3 Archives diocésaines de Quimper, archives du prieuré, Bail des terres du Noy, série AAA 7, 1627.
4 Arch. Dép. Loire-Atlantique, B 1164, Rentier du prieuré de Locronan, 1680.
5 Arch. Com. Locronan, Registres de Baptèmes, Mariages, Sépultures.
6 Arch. Dép. Finistère, 25 C2 9, Succession de Marie Ursule de Kersulguen, 1731.

7 Arch. Dép. Finistère, 25 C2 6, Successions d'André Siou, de Jeanne Piriou, 1725.
8 Arch. Dép. Finistère, 25 C2 6, Achat d'héritages au Vennec par Anne Boger, de Yves, Jean et Guillaume Piriou, 1725.
9 Arch. Dép. Finistère, 25 C2 9, Achat d'héritages au Menec par Anne Boger, de Thérèse Renée Moreau, 1730.
10 Arch. Dép. Finistère, 25 C2 9, Achat d'héritages au Menec par Anne Boger, du Marquis du Pleuc, 1731.
11 Arch. Dép. Finistère, 4 E 33 4, Fondation d'Anne Boger au profit de la paroisse Saint-Ronan, 1740.

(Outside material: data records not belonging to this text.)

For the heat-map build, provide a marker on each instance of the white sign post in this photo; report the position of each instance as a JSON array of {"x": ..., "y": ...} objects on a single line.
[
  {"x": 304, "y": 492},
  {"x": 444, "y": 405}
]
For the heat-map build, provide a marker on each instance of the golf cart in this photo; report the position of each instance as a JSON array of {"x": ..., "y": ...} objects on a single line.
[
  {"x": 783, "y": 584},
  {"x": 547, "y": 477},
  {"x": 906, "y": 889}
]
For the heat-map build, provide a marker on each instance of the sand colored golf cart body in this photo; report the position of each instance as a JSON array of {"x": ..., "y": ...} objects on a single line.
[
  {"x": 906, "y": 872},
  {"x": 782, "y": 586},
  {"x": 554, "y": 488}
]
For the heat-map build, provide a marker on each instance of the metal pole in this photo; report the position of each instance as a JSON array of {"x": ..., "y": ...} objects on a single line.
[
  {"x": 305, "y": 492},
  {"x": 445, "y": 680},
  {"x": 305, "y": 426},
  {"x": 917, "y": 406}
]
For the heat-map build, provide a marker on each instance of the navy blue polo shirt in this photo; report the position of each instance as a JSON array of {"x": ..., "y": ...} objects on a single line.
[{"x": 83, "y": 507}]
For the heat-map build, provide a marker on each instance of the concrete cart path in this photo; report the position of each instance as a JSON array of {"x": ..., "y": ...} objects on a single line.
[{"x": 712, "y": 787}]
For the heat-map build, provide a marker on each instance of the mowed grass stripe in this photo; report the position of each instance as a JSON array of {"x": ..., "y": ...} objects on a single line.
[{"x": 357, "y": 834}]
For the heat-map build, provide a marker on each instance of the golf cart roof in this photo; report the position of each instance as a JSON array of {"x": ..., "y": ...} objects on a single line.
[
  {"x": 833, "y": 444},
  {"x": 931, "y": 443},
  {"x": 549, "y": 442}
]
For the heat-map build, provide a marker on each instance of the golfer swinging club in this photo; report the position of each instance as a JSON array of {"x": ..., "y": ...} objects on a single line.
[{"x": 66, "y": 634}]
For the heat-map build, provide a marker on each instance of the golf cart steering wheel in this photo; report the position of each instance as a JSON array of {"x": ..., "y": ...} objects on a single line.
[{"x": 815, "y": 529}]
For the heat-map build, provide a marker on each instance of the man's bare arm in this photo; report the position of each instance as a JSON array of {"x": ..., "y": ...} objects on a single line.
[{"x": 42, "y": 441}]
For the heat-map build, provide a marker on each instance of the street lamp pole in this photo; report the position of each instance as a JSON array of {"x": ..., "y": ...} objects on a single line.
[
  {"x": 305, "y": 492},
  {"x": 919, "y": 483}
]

12 Arch. Dép. Finistère, 25 C 18, Estimation des biens de la succession d'Anne Boger, 1752.
13 Arch. Dép. Finistère, 4 E 36 15, Acquet au village du Menec des maisons et terres de Sophie Chevallier, Par Pierre Elie Chardon, 1754.
14 Arch. Dép. Finistère, 4 E 36 21, Bail à ferme au Menec, consenti par Pierre Elie Chardon à René L'Helgouarch et femme, 1763.
15 Arch. Dép. Finistère, 25 C2 30 et 31, Succession de Pierre Elie Chardon, 1785, 1786.
16 Arch. Dép.Finistère, C 35, Registres de la Manufacture de Locronan, 1748.
17 Arch. Dép.Finistère, 6 M 435, Recensement et dénombrement de la population.
18 Arch. Dép. Finistère, 3 P 135, Cadastres Napoléoniens, 1808-1847.